34TH SUNDAY (SOLEMNITY OF CHRIST THE KING) YEAR B ON NOVEMBER 21, 2021 (R.1: Daniel 7: 13- 14; Psalm 93: 1- 2, 5; R.2: Revelation 1: 5-8; Gospel: John 18: 33b- 37)
FR EMMANUEL INEDU OCHIGBO
THE ALPHA AND THE OMEGA!
“You say I am a king, for this I was born, and for this, I came into the world, to testify to the truth; everyone who belongs to the truth listens to my voice.” Words of our Lord Jesus Christ taken from today’s gospel passage.

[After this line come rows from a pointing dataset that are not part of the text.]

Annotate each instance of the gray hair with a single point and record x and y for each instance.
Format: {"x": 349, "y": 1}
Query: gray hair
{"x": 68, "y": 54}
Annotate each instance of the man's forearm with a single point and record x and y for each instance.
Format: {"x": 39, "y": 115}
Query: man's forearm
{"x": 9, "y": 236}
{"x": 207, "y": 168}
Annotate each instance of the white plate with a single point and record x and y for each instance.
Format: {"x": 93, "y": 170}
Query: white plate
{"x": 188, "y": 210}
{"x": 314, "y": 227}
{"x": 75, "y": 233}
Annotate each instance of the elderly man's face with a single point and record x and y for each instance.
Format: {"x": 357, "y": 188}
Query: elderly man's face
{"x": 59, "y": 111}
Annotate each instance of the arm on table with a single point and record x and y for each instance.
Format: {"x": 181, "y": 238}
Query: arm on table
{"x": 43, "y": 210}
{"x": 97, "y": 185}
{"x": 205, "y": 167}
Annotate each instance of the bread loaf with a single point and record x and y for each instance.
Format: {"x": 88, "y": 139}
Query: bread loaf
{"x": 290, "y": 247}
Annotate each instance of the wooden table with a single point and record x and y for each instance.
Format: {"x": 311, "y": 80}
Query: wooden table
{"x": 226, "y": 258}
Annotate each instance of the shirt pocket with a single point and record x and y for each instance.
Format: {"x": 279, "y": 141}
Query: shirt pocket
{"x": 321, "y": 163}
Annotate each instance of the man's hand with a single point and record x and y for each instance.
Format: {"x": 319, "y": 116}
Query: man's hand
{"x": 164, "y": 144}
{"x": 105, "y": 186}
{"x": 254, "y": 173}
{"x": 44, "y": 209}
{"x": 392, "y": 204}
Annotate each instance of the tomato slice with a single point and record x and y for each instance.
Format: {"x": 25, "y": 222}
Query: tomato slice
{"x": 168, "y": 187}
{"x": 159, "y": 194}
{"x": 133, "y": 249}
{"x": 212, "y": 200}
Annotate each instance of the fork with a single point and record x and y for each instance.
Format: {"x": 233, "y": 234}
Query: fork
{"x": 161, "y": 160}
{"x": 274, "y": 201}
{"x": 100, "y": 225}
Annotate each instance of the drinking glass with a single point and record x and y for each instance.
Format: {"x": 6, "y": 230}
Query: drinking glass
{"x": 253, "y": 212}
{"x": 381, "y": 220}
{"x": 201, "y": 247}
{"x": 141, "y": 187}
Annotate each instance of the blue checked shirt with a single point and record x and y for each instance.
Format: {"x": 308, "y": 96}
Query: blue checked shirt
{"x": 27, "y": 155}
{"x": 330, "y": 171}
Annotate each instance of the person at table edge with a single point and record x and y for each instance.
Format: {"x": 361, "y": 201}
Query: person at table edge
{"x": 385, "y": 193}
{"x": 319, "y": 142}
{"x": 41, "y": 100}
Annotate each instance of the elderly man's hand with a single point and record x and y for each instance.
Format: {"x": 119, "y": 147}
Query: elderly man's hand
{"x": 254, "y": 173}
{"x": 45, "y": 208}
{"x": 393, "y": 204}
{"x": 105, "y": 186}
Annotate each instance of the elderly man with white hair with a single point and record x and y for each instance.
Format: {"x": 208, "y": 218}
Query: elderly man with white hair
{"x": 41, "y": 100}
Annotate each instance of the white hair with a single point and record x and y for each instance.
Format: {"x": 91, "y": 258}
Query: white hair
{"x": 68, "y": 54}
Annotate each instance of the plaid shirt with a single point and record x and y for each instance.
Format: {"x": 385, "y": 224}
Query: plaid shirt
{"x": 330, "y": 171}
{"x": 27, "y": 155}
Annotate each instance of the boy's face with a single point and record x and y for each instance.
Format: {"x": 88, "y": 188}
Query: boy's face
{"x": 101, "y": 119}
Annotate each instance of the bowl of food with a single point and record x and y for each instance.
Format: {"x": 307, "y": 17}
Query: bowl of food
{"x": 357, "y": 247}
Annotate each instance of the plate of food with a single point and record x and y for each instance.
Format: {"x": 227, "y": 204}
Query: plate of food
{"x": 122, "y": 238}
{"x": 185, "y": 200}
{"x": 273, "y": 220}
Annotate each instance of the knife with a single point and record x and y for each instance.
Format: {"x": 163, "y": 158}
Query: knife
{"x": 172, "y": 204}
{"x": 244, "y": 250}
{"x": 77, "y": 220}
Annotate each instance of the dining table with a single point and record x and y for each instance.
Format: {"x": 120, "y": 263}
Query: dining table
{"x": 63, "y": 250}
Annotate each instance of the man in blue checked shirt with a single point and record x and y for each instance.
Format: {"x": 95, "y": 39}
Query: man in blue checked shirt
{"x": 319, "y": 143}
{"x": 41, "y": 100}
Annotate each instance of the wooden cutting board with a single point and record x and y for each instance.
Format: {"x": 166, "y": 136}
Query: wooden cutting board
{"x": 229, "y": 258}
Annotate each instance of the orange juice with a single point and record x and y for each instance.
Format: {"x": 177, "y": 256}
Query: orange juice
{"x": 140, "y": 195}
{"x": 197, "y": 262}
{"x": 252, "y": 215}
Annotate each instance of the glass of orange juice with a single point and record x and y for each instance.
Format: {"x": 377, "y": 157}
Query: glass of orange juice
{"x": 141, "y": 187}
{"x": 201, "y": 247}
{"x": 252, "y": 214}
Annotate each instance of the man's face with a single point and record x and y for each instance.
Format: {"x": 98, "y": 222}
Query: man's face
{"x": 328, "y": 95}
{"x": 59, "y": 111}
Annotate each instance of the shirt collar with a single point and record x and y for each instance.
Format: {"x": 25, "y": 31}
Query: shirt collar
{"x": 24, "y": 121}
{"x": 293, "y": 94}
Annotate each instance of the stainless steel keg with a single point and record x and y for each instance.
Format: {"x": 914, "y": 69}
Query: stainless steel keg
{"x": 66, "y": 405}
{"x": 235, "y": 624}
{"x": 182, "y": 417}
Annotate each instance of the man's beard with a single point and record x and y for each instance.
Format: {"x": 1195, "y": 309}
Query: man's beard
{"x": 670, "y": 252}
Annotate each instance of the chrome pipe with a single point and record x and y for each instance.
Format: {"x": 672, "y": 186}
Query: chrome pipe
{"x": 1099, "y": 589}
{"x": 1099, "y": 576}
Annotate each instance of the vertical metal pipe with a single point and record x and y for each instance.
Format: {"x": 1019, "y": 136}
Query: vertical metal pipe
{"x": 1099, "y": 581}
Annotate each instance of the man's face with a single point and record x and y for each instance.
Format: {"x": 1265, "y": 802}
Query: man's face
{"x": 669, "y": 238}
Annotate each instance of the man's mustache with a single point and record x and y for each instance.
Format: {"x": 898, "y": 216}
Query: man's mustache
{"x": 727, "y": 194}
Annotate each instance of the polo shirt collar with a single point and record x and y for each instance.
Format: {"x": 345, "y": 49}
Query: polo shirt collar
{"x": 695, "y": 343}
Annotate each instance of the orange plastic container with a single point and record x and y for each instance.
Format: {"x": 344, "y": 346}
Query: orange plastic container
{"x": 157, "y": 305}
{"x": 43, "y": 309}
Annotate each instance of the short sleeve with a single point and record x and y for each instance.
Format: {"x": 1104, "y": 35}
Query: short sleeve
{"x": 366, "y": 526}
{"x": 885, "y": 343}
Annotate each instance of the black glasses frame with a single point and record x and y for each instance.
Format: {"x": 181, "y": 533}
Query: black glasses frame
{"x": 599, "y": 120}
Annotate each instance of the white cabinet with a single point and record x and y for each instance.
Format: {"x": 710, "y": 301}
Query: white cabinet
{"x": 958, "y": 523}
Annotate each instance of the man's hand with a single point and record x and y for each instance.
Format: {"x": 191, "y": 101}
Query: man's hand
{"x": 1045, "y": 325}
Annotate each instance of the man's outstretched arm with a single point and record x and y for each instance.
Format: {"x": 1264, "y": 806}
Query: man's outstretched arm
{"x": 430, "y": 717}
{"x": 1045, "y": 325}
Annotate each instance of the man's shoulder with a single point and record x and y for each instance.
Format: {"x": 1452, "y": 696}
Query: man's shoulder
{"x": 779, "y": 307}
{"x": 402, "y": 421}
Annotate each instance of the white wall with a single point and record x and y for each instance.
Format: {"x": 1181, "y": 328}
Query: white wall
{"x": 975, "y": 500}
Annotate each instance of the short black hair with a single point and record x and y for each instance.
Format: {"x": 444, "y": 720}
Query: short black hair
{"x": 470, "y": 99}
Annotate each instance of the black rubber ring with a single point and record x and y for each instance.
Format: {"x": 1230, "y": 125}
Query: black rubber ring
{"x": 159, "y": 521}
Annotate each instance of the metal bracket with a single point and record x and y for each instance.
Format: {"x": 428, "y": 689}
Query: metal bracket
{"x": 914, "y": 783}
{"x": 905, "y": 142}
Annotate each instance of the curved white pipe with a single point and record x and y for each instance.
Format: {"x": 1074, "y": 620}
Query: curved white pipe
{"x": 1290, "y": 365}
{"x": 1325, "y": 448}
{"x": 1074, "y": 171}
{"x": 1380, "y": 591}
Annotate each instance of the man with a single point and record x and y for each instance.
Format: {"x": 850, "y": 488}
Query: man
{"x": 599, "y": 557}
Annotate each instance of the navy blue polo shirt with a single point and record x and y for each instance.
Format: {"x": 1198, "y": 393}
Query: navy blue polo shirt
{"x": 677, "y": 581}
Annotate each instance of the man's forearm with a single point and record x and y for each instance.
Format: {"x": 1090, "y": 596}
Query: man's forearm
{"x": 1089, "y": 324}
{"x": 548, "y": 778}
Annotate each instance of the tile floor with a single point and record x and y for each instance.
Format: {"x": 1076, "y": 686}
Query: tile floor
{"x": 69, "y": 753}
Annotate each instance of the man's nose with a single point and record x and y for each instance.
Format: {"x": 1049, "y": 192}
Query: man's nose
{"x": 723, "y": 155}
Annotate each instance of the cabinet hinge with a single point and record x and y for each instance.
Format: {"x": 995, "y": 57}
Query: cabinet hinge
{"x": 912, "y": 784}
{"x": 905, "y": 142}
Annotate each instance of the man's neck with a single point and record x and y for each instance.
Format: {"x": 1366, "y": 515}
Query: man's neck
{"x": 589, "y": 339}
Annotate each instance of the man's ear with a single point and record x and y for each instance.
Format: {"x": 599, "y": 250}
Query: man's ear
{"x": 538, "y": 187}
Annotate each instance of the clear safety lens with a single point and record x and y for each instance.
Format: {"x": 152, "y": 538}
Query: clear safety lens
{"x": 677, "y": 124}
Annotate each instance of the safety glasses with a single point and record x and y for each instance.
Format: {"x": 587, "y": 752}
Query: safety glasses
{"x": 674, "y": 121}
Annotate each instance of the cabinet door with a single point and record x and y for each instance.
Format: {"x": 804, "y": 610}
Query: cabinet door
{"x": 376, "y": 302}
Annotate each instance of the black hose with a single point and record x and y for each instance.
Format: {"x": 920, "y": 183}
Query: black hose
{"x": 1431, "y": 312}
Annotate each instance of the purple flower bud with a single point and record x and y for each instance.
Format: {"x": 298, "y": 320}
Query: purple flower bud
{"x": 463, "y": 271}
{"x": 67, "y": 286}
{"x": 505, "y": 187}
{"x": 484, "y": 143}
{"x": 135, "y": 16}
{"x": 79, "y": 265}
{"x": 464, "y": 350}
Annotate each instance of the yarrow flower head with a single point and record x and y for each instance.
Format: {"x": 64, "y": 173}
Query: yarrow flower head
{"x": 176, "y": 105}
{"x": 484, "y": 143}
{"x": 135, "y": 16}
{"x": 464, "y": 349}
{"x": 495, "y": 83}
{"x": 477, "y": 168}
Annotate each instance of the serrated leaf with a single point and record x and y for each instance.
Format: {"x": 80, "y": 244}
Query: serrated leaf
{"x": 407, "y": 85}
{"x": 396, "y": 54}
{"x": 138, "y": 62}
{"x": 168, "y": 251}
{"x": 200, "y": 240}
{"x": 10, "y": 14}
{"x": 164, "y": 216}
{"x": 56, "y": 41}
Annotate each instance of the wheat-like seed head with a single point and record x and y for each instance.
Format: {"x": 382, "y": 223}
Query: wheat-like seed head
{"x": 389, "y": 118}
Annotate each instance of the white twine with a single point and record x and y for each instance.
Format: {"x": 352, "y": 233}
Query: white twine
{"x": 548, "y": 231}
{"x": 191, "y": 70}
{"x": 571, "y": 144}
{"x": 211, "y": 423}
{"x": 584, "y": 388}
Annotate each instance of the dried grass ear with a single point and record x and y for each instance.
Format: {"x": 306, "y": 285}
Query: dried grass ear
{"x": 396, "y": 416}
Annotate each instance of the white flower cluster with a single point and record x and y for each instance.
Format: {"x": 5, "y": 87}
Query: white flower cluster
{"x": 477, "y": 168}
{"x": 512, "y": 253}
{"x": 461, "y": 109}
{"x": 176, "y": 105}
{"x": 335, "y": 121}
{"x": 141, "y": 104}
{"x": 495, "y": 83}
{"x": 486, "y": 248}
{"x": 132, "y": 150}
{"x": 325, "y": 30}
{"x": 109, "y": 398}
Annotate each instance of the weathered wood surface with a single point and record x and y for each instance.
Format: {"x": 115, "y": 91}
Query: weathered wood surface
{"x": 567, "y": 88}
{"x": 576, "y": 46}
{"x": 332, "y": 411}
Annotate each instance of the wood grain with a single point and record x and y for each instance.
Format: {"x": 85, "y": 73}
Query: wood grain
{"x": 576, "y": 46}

Today we celebrate the solemnity of Christ the King, this feast was established in 1925 by Pope Pius the 11th as a response to secularism, a way of life which expels God from human thinking and living; human beings living as if God does not exist. The feast is intended to re-enthrone Christ and to proclaim in a striking and effective manner, the kingship of Christ over individuals, over families, over society, over government, the world, and the entire universe. Strategically, this solemnity is scheduled on the last Sunday of every liturgical year, which enables the solemnity to have two faces. One face looks forward and the other looks backward. In looking backward, the solemnity enables us to acknowledge the kingship of Christ over the preceding year, and in looking forward, it enables us to look up to Christ for the coming year.
In the second reading, we read that Jesus is the alpha, that is the first letter of the Greek Alphabet, and the Omega, that is the last letter of the Greek alphabet. He is the beginning and the end. We look backward to ask for pardon for those areas that we did not surrender all that we have and are to the Alpha and the Omega, and we look forward in hope having learned from our experience of the preceding year.
On this day, as we look backward and look upon him who has been pierced by our sins of the preceding year, we are sorrowful, at the same time we look ahead with hope to our future, healed of our weaknesses and wiser through our experiences. By our redemption through Jesus Christ, we belong to an everlasting reign that can neither be taken away nor destroyed. We look forward, to submit everything to the King of kings in the coming year for his glory, to the shame of the kingdom of darkness, for our sanctification, and for our salvation.
This celebration of Christ the King reminds us of the ephemeral nature of this world, it reminds us of the passing nature of this world. As one year is ending, a new year is beginning. So, conscious of the passing nature of this world, we are not to hold on to the things of this world for they will all pass away. If you are going through some challenging moments this day, do not be depressed, do not make any harmful decision, these too shall pass away. If things are going on so well for you now, I have good news for you, do not get too excited, these too shall pass away.
It is very interesting how at the beginning of elementary school, it seems like it will last forever, but in no time, we are done, and we are in the final year. Next to that, we are at the beginning of high school, and in no time, we are the most senior and just in another moment we’re at the beginning of college or university, and before we realize it again, we are graduating, yay!!! We feel on top of the world, only to get a job and be at the bottom of the ladder again. So goes the story until we finally come to share eternity with God.
The passing nature of this world brings to mind the frustration we face in our struggle to demystify the mystery behind the insatiability of human wants. We ask, “Why does satisfaction always look like a mirage? Why do we keep wanting and never satisfied?” Food, drinks, etc., promise satisfaction, but not long after consumption, we are hungry again, we are thirsty again. We even experience this in relationships, you have a crush on that lady, you have a crush on that man, and you continue to crave her/his attention, and when you eventually get it, you feel like, “this is my world!” But not long after you get on the same page, you begin to wonder, “Is this all the beauty/handsomeness/charm I saw at a distance?”
Scripture tells us that we are created in the image and likeness of God, and what we share with God is the fact that our souls are imperishable. Our souls have been created to be eternal and imperishable, as such, nothing that is perishable can satisfy that which is imperishable. Nothing that is temporary can satisfy that which is permanent. The origin of all our longing is the soul. The soul is eternal, and it can only be satisfied by that which is eternal. If God who is eternal is not in that food, in that drink, in that relationship, etc. we will never be satisfied. St. Augustin summarizes it this way, “You have made us for yourself, O Lord, and our heart is restless until it rests in you.”
Remember, if we live in this world, nothing will last forever. Hold on to Christ the King who reigns eternally and all those who surrender to him as king will reign with him forever. In the end all will be well in him. According to John Lennon, “Everything will be OK in the end, if it is not OK, it is not the end.
The three readings of today, in different ways, point to the end of this world when Jesus Christ will reign in his glory. The readings are not meant to frighten us, they are not meant to scare us but to give us hope, because Jesus Christ the king wants each one of us to reign with him in his Kingdom, in his resurrection, in his ascension, and in his glory. Let us pray to God to grant us the grace in the coming year to become better Christians to reign with Jesus Christ the king at the end of our sojourn here on earth, through the same Christ our Lord. Amen.
Amen. Thank you father. Your homily added more sense to today’s feast to me.